We went to lunch with a guest in a delightful restaurant adjacent an ancient abbey with tables beneath a large shading tree. It’s a husband/wife operation – son does the waiting – and the food is good but you can’t be in a hurry. It doesn’t much matter as tourists, pilgrims and other curious fauna wanders past. Some Brits next to us got cross at the delay and found another set of Brits to join in their complaint. They claimed they had an appointment, got shirty and stumped off before the pudding. They joined the passing parade and husband came back half an hour later to sit on a stone wall to wait for his wife. The restaurant missus to whom they had been rude offered him a chair in which to sit and wait. He had the grace to look a bit shame-faced.
The village is quieter than usual, both because the smaller children have been at camp and because water restrictions rule out pressure washing cars and no grass growth frustrates those who love to primp their surroundings with strimmers.

Squirty

Life slows down when it’s as hot as it is. One hopes for a breeze that at least will keep the air moving, otherwise you sit indoors with a fan playing. Our neighbour, even though his aircon keeps his house at 22, has fled the heat to Brittany and left us to look after his dog. It is an amiable creature, Poonkie’s sister, and rather larger.
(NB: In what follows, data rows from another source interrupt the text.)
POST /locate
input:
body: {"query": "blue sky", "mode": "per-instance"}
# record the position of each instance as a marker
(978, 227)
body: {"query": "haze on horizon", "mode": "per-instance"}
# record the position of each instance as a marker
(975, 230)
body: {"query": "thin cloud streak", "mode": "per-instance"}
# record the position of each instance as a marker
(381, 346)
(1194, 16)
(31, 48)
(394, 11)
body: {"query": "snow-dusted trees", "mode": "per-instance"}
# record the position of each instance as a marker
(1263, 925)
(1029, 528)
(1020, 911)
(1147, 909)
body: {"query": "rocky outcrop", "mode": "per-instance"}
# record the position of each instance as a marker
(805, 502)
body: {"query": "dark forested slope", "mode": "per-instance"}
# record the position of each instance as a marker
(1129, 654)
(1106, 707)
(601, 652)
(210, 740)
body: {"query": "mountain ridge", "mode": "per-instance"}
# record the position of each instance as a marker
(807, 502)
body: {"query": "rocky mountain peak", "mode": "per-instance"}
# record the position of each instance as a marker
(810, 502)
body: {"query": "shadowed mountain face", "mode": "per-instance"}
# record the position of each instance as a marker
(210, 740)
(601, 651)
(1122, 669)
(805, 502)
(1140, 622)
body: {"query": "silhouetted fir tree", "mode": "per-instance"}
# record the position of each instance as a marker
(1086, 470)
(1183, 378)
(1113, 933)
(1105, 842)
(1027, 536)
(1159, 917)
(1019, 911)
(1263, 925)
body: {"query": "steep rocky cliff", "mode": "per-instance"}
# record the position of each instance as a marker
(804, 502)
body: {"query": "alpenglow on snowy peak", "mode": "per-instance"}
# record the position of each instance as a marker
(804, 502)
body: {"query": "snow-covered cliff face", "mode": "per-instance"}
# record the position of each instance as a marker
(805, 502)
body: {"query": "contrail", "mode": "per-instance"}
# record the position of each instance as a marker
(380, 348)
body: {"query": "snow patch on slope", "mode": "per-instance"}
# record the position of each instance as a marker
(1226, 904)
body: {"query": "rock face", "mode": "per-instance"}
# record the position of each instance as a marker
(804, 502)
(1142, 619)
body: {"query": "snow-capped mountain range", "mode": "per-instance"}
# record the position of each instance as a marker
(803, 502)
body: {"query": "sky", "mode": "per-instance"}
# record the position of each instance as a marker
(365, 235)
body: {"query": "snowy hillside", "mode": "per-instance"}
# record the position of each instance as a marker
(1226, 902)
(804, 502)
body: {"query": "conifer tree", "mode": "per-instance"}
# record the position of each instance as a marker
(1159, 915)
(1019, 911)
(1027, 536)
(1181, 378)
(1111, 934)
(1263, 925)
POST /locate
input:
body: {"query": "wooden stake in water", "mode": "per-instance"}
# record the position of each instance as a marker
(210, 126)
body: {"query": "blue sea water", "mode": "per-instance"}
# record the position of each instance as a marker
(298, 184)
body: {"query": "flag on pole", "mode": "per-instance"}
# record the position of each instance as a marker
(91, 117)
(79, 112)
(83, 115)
A colony of pipistrelles have taken to roost behind a shutter. I would like to host them but the quantity of shit they rattle down onto the terrace is discommoding, as is flitting round the upper floor of the house at bedtime and requiring to be ejected with the help of a towel. I’m afraid I shall evict them tonight by closing the shutter and force them to find new lodgings.
Most of the cereals have been harvested as has the first crop of melons, but there are still hectares of the latter, in glittering polythene strips across the fields, to come. Most of the sunflowers are in bloom. We walk the dogs to a little river, which is as low as I’ve seen it. There’s a pumping station by a bridge that irrigates fields in three communes, but water restrictions have been imposed and the mighty squirty hoses rarely play on the other side of the valley.